「恋って、認めて。先生」
「夕のこと、もっと知りたいから」
「分かった。飛星も我慢しないで?痛かったら言ってね」
はじめはゆっくり私の中を探るようにしていた夕も、こちらの気持ちに気付いたのか、次第に動きを早めて私の奥を貫いた。湿った音を立てて、何度も何度もーー。
はじめから、全く痛くはなかった。むしろ、これ以上の心地よさはないと思えるくらい、彼のことが繰り返し欲しくなった。
「夕……」
「飛星。好きだよ。この気持ち、変わらないから」
「本当に?」
「飛星は?」
「っ……」
「俺のこと、好き?」
切なげな声に反し、比奈守君の抱き方は激しかった。好きって言わせるまで何度も攻める、そう言いたげな腰使い。好きな人とのセックスはこんなに気持ちがいいものなんだ……。
気持ちが満たされ、体中が快感の熱に染められても、私はどうしても好きの一言を比奈守君に言えなかった。口にしたら全てが無くなってしまいそうで……。
「いいよ、気長に待つから」
比奈守君は言い、私の首すじにキスを落とした。
「汗の味がする。飛星の匂いがする。胸も柔らかい。肌もしっとりしてる」
「やめて?そんなこと言われたら恥ずかしいよっ……!」
両手で顔を隠すと、比奈守君は小悪魔のように笑いセクシーな声音でつぶやく。
「これから教室で飛星のこと見るたび、このこと思い出すから」
「どうしてそんな意地悪言うの?」
「飛星が俺のこと好きって認めてくれるまで、こっちもいじめることにした。そうでなくても、忘れられるわけないし」
セリフとは真逆に、比奈守君の心は優しいと感じた。抱き方は激しかったけど、時折私の体を労ってくれる。
「飛星のこと、誰にも渡したくない……」
果てる直前、比奈守君は複雑な表情でたしかにそう言った。
それから私達は、時間を忘れて何度も愛し合った。セックスは、体だけじゃなく心をつなげる行為なのだと、生まれて初めて知った。

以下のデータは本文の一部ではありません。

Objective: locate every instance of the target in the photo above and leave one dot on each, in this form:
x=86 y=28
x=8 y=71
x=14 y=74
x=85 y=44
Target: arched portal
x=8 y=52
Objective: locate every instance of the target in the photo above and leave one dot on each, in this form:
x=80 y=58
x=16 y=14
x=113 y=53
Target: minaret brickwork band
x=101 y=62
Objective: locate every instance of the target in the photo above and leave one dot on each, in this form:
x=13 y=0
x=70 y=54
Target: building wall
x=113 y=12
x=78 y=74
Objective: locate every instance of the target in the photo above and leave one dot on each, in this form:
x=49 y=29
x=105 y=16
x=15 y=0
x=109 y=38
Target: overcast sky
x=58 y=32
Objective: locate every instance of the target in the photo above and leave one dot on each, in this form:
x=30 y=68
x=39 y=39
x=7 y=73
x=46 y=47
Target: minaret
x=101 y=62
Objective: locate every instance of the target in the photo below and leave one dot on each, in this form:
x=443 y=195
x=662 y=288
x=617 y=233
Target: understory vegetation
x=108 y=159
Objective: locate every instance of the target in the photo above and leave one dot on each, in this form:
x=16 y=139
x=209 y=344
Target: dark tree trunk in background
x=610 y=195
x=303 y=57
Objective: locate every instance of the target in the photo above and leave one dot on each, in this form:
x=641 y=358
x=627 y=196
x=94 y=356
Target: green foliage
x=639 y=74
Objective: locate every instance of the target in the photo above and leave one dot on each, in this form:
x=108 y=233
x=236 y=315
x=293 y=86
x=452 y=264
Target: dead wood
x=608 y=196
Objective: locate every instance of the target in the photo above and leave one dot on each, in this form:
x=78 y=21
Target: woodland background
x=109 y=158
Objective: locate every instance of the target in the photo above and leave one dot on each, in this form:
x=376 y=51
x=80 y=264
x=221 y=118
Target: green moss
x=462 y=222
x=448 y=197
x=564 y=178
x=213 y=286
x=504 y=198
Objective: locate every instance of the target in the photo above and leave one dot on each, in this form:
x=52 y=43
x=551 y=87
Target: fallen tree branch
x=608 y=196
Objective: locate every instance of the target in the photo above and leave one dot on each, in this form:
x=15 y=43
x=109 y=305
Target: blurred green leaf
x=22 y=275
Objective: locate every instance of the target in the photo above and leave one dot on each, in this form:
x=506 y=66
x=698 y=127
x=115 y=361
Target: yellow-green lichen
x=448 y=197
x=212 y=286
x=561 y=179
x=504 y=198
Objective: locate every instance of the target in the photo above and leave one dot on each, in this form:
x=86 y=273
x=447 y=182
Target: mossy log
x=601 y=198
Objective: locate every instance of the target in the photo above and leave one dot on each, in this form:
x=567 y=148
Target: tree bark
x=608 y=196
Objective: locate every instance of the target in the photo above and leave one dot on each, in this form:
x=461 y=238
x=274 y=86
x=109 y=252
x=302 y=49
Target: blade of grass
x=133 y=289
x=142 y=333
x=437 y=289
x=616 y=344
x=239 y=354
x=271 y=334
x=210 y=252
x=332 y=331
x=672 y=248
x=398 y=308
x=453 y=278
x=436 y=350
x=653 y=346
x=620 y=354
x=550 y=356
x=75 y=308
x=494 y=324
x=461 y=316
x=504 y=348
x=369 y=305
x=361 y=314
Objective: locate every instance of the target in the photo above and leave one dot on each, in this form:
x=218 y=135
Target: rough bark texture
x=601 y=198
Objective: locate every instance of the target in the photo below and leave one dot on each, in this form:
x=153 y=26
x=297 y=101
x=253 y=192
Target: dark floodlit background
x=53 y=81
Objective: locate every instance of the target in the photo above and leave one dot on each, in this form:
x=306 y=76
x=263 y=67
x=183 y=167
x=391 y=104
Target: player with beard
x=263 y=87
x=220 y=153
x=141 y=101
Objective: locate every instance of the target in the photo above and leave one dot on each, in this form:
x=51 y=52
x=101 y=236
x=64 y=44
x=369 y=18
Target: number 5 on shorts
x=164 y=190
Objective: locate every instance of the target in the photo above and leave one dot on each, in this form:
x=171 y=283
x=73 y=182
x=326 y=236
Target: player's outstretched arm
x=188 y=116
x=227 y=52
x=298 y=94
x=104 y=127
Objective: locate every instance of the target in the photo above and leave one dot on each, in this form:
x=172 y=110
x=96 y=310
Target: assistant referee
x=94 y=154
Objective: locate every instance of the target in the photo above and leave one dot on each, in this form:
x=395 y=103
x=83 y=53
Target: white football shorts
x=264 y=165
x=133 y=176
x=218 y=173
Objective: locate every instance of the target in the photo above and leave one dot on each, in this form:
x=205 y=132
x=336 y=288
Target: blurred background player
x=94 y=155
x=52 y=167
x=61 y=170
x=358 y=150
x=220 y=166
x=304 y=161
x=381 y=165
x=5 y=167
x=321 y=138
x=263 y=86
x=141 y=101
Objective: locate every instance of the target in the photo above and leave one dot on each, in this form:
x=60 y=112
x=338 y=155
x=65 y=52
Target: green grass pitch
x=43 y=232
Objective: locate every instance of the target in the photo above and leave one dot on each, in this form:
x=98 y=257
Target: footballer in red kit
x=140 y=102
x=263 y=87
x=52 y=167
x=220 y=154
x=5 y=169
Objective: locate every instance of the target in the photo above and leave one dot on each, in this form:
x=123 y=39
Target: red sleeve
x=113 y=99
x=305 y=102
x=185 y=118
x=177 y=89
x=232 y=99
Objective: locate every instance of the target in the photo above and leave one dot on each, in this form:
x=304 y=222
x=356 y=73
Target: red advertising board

朝になってようやく、私達は求め合うことをやめベッドの中で裸のまま抱きしめ合った。
「体調、大丈夫?」
「うん……。ノドの痛みも、いつの間にかなくなってる……」
何度か嬌声を上げているうちに、風邪の症状は治まっていた。
「比奈守君は?大丈夫?」
「はい。平気です。やっぱり俺、丈夫なんですかね」
朝日を目にして、私達は元の呼び方に戻った。冷ややかな現実は私達を日常に引き戻そうとする。